Re: GSoC - Designing a faster index format

Nguyen Thai Ngoc Duy <pclouds@xxxxxxxxx> · Fri, 23 Mar 2012 08:30:16 +0700

On Fri, Mar 23, 2012 at 3:32 AM, elton sky <eltonsky9404@xxxxxxxxx> wrote:
> Got a few questions:
>
> 1. index is used for building next commit, so it should only include
> files created/modified/deleted. But I see it has all entries for
> current working dir. why?

Jakub has answered this question.

> 2. From read_index_from() I see the whole index is read into mem, and
> write one by one (entry/ext) back to disk. This makes sense. But why
> we have to compute Sha1 for all entries, especially unchanged entries?

To catch disk corruption.

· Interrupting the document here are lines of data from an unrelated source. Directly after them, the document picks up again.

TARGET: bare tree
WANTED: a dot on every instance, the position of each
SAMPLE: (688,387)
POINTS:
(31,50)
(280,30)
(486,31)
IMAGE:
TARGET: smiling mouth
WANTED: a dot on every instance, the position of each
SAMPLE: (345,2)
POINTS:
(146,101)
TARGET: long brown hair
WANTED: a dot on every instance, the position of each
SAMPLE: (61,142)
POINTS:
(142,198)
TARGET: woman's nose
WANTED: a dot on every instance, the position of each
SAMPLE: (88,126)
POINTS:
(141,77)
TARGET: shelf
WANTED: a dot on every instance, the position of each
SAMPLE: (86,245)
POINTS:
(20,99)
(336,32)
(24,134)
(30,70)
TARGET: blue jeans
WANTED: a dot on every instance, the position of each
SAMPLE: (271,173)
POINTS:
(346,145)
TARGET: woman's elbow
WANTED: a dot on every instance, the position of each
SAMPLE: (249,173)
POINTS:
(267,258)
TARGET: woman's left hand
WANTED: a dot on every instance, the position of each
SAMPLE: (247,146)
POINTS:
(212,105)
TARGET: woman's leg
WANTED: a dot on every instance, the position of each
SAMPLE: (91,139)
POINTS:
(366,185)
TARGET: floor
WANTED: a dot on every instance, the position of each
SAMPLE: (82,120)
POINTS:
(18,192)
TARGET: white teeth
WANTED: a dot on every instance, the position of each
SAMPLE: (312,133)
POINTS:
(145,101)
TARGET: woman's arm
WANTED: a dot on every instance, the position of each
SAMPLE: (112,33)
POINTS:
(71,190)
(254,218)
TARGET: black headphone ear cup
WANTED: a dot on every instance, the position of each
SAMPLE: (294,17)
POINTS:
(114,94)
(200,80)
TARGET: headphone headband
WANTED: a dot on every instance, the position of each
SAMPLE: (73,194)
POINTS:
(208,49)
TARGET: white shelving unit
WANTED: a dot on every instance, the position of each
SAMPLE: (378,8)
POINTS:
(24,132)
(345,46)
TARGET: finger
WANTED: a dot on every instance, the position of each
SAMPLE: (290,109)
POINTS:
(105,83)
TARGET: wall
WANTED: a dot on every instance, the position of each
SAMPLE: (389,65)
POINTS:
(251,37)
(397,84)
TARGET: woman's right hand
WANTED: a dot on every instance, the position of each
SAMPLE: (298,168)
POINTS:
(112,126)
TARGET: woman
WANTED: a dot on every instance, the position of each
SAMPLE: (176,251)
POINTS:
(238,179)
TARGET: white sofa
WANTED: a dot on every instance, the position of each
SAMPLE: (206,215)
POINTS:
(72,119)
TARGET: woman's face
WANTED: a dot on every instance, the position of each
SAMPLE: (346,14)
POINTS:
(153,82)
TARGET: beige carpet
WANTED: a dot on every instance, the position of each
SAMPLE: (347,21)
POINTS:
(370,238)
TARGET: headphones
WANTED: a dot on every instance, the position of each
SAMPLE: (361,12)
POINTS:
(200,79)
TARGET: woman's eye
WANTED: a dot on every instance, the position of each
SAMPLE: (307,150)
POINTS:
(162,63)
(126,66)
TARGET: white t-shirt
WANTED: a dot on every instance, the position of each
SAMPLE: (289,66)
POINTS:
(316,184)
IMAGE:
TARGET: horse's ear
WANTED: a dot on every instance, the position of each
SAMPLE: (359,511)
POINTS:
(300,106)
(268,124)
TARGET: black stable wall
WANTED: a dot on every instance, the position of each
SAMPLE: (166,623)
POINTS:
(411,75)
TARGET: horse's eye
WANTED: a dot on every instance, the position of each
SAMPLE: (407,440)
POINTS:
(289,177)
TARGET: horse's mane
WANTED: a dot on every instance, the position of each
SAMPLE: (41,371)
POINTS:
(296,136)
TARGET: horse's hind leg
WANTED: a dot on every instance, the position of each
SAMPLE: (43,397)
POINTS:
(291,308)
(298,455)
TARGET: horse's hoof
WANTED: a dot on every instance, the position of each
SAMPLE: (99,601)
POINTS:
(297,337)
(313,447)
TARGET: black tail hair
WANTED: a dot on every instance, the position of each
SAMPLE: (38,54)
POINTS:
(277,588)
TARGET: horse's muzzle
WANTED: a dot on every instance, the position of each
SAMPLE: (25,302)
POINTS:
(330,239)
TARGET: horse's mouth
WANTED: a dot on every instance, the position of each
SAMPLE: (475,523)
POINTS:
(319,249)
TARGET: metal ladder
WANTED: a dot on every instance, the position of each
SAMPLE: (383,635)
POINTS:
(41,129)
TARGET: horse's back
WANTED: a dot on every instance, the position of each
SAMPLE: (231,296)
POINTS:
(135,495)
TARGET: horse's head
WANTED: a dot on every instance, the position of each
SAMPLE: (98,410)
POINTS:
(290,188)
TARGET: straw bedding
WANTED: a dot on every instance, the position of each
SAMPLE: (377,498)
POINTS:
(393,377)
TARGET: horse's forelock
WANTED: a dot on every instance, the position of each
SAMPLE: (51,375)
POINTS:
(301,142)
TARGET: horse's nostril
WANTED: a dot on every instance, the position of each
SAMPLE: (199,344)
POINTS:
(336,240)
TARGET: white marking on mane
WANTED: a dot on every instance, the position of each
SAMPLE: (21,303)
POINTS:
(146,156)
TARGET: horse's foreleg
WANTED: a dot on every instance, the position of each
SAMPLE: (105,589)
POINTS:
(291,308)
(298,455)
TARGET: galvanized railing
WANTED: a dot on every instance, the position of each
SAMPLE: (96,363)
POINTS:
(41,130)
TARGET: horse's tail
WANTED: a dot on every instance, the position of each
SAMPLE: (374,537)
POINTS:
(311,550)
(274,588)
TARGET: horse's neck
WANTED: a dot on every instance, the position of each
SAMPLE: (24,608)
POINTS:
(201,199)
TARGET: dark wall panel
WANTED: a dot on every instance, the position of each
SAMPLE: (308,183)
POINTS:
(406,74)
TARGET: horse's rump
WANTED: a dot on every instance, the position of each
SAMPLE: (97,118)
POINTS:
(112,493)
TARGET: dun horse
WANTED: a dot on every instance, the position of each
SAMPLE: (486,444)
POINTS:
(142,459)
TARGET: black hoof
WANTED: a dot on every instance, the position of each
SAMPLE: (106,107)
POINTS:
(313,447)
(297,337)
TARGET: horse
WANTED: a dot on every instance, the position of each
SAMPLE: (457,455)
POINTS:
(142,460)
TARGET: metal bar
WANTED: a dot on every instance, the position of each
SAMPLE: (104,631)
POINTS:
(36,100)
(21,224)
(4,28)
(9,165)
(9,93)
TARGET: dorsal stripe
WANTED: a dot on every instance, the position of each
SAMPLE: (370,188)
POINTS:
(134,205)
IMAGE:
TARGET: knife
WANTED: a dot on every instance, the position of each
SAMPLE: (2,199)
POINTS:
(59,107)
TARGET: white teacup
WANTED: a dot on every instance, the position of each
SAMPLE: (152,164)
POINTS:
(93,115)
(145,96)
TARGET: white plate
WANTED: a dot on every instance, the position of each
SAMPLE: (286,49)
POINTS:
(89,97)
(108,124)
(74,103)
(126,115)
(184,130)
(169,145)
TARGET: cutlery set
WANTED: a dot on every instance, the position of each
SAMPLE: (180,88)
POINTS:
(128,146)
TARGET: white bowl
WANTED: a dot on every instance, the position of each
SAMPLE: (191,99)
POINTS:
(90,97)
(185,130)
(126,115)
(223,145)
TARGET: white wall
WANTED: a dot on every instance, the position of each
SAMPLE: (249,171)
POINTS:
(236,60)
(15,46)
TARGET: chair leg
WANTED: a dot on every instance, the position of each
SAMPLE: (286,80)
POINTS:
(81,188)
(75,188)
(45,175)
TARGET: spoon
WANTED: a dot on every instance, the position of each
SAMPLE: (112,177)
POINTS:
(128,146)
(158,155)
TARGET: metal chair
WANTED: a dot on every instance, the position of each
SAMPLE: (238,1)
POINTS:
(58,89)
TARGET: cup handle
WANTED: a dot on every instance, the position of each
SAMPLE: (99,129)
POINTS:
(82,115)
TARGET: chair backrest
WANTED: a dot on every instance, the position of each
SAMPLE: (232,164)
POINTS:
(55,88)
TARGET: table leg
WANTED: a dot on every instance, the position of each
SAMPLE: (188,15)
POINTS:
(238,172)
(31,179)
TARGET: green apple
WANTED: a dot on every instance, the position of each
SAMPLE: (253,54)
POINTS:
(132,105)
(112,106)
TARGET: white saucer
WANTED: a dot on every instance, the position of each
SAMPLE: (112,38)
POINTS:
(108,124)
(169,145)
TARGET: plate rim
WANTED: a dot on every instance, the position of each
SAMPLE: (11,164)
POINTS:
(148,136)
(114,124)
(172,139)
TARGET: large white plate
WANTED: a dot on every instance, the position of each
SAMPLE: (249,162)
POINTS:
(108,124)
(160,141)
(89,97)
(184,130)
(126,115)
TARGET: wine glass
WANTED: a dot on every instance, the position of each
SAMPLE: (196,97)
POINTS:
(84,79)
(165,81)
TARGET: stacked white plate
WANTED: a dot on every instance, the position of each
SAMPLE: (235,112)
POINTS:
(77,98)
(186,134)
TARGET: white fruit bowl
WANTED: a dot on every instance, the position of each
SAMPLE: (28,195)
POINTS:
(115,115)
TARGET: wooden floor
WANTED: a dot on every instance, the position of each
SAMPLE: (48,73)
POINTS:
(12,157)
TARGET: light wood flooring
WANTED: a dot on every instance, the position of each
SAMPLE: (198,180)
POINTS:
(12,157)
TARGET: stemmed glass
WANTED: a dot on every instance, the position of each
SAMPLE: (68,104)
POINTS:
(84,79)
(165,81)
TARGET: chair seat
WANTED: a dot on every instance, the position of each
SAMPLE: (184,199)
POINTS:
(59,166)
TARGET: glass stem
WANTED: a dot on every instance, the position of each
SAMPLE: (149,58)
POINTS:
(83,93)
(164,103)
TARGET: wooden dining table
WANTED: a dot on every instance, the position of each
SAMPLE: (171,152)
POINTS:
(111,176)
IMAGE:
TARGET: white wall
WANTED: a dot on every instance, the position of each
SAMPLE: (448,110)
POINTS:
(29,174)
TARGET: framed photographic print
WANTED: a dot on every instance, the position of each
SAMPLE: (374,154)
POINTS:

If a bit is flipped anywhere in the index
and we do not detect it, we may end up creating broken commits.

> 3. how does git track updated files? Does it compare the ts between
> working dir and index ? Or they are recorded somewhere?

Check out refresh_cache_ent. At the beginning of most commands, they
call refresh_index() or refresh_cache(), which checks a file's mtime
against one stored in index (different means updated). In the worst
scenario, refresh_cache_ent may call ce_compare_data(), which computes
SHA-1 of the specified file and compare it with one stored in index.

> 4. When does git insert to cache tree? and when it retrieve from it?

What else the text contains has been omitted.